Personal information
- Full name: Joseph Martin Stephens
- Born: 23 July 1887 Queenscliff, Victoria
- Died: 25 November 1935 (aged 48) Melbourne, Victoria
- Original team: Preston

Playing career^{1}
- Years: Club / Games (Goals)
- 1911: St Kilda / 8 (2)
- ^{1} Playing statistics correct to the end of 1911.

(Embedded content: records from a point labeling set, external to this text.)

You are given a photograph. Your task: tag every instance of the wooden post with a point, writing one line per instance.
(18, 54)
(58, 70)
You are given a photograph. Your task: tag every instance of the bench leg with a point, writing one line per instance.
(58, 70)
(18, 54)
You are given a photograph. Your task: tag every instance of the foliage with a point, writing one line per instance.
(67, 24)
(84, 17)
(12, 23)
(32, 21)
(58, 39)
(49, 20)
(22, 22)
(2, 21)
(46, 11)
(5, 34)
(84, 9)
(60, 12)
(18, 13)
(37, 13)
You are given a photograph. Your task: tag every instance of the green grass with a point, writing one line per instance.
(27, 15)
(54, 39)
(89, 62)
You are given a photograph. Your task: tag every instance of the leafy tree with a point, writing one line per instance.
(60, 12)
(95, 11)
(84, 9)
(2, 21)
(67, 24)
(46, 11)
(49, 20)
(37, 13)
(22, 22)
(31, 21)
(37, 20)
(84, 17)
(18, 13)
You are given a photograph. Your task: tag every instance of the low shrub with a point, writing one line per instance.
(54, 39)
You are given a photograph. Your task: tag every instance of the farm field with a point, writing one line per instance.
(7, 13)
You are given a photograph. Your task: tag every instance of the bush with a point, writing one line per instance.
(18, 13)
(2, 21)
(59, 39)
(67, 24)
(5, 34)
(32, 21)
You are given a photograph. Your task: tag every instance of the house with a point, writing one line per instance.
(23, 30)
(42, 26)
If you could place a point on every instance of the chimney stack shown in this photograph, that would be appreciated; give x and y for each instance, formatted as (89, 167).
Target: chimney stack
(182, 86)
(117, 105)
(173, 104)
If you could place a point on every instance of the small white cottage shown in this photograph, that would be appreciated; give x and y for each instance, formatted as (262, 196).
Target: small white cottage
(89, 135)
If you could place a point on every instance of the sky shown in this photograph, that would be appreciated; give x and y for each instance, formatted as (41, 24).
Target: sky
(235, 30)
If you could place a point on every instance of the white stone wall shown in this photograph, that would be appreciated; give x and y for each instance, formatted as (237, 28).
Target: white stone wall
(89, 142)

= Joe Stephens (footballer) =

Australian rules footballer

Joseph Martin Stephens (23 July 1887 – 25 November 1935) was an Australian rules footballer who played with St Kilda in the Victorian Football League (VFL).

==Family==
The son of Samuel Stephens (1838–1892), and Jane Stephens (1844–1923), née Moyle, Joseph Martin Stephens was born at Queenscliff, Victoria on 23 July 1887.

==Football==
===North Melbourne (VFA)===
He played six senior matches for North Melbourne.

===Williamstown (VFA)===
Cleared from North Melbourne, he played one game for Williamstown, against Brunswick on 30 April 1910.

===Preston (VFA)===
On 18 May 1910 he was cleared from Williamstown to Preston.

===St Kilda (VFL)===
On 28 April 1911 he was cleared from Preston to St Kilda.

He played the first of his eight senior matches, against Geelong, at the Junction Oval on 29 April 1911, and the last, against Collingwood, at Victoria Park on 17 June 1911.

==Death==
He died (suddenly) in Melbourne on 25 November 1935.